A part of the solution has to be that we try to retain a respect for human endeavour. Just because a job can be replaced by a robot or computer program doesn’t mean that it has to be. Corporate striving for the largest profit may dictate that people be replaced with machines, but that doesn’t have to be how it plays out if we engage different economic priorities. The fact is that when I go to a doctor, I prefer a human being (even if they are assisted by technology). If I go into a small store, most people enjoy talking to the human owner. Certainly jobs in teaching, although they might efficiently be replaced by technology, would be better served with human interaction. Just because we can do something doesn’t mean that we have to. In the Medicine Wheel there’s a stage before doing where you examine your vision and projection of the goal. Sometimes human priorities related to that vision are more important than the purely efficient and cost effective ones.

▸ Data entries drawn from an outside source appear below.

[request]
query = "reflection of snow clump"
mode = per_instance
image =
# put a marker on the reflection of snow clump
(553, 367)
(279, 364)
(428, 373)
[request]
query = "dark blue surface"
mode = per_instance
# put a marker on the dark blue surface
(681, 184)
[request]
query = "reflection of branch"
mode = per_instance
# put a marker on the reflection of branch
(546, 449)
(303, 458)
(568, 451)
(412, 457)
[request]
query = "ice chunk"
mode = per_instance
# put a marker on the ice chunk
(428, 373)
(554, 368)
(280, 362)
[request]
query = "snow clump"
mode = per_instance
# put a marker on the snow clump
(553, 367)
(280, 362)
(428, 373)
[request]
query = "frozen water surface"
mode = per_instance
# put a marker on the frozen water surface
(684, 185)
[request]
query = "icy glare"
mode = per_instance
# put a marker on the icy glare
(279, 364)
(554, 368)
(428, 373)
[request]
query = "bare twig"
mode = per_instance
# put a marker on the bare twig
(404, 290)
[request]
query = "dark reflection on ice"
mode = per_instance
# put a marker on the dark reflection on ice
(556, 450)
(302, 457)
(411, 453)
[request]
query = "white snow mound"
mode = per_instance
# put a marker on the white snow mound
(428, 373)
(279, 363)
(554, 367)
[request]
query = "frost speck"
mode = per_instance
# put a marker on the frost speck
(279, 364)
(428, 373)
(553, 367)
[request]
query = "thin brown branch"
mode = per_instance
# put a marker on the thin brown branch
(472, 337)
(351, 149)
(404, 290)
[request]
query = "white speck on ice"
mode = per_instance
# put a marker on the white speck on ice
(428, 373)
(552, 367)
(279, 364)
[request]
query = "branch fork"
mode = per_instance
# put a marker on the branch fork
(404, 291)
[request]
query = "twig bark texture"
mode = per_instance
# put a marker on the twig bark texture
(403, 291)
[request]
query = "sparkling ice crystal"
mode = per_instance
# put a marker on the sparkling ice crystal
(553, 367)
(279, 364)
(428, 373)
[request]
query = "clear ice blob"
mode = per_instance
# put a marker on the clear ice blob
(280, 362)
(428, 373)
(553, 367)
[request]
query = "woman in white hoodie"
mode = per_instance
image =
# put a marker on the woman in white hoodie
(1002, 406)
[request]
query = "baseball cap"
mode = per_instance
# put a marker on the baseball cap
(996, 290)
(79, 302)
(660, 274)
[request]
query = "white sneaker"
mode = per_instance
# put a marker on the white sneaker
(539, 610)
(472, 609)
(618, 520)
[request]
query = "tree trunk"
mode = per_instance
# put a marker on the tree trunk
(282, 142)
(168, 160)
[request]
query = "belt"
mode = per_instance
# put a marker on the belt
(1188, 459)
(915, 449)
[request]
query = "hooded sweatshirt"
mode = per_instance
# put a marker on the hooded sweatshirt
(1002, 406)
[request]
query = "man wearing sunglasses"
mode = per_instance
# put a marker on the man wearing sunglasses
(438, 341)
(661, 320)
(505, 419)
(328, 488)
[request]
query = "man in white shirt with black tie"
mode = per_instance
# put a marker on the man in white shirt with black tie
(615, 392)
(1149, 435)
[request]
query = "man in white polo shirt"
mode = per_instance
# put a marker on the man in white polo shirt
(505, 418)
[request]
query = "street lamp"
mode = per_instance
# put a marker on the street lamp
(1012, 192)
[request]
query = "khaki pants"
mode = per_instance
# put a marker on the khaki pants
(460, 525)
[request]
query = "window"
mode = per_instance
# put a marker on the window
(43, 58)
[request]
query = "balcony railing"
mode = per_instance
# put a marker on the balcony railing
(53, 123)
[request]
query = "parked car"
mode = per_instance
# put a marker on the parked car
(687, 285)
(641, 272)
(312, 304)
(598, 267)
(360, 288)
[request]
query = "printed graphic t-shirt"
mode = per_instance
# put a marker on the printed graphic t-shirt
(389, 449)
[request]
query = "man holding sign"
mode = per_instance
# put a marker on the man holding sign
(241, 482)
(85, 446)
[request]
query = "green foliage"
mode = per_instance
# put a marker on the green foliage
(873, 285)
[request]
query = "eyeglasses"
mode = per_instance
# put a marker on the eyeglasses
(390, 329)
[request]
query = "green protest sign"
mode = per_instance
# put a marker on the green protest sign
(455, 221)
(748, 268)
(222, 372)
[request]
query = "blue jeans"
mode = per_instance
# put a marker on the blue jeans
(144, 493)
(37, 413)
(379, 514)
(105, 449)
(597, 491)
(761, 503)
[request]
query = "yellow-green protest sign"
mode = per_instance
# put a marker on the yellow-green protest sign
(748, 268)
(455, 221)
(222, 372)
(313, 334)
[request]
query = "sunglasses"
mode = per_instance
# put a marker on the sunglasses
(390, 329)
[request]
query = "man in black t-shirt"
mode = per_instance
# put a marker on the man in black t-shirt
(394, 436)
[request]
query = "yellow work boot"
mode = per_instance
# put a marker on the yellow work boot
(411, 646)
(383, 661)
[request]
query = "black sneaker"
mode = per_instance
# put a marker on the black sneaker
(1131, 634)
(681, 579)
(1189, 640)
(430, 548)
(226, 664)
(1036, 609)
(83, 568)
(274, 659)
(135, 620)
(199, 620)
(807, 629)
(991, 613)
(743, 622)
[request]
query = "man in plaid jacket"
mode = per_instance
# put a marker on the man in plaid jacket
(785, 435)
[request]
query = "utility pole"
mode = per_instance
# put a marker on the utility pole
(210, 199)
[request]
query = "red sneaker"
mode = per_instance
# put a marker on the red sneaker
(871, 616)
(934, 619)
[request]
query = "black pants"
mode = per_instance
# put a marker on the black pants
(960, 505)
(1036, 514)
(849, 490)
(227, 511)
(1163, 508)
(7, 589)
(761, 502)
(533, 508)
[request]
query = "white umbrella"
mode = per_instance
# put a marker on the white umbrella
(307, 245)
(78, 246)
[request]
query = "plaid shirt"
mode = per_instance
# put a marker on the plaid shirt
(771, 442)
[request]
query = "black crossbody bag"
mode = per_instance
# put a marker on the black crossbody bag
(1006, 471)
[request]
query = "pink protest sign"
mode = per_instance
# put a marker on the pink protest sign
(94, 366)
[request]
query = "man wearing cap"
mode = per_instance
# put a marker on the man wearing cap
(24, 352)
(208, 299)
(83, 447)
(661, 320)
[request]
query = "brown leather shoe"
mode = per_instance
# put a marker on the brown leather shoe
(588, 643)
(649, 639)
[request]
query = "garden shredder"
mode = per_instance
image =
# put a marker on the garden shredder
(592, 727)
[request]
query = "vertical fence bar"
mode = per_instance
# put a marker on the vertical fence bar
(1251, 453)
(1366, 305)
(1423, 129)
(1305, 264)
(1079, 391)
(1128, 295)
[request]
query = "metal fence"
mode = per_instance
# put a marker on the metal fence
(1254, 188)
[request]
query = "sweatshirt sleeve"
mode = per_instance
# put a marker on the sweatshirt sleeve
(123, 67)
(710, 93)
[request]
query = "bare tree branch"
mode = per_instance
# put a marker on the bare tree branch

Often things that are cost efficient are only successful because there are few alternatives, and they don’t really make anyone happy, worker or customer, other than the ones reaping the profit.
It’s a tall order because many of the required changes require a social evolution that we can only envision on a far horizon. It may be a question of technology having evolved faster than society, nd faster than what is for our own good. On the other hand, the adversity and consequences may spark the necessary change, but probably at a huge cost.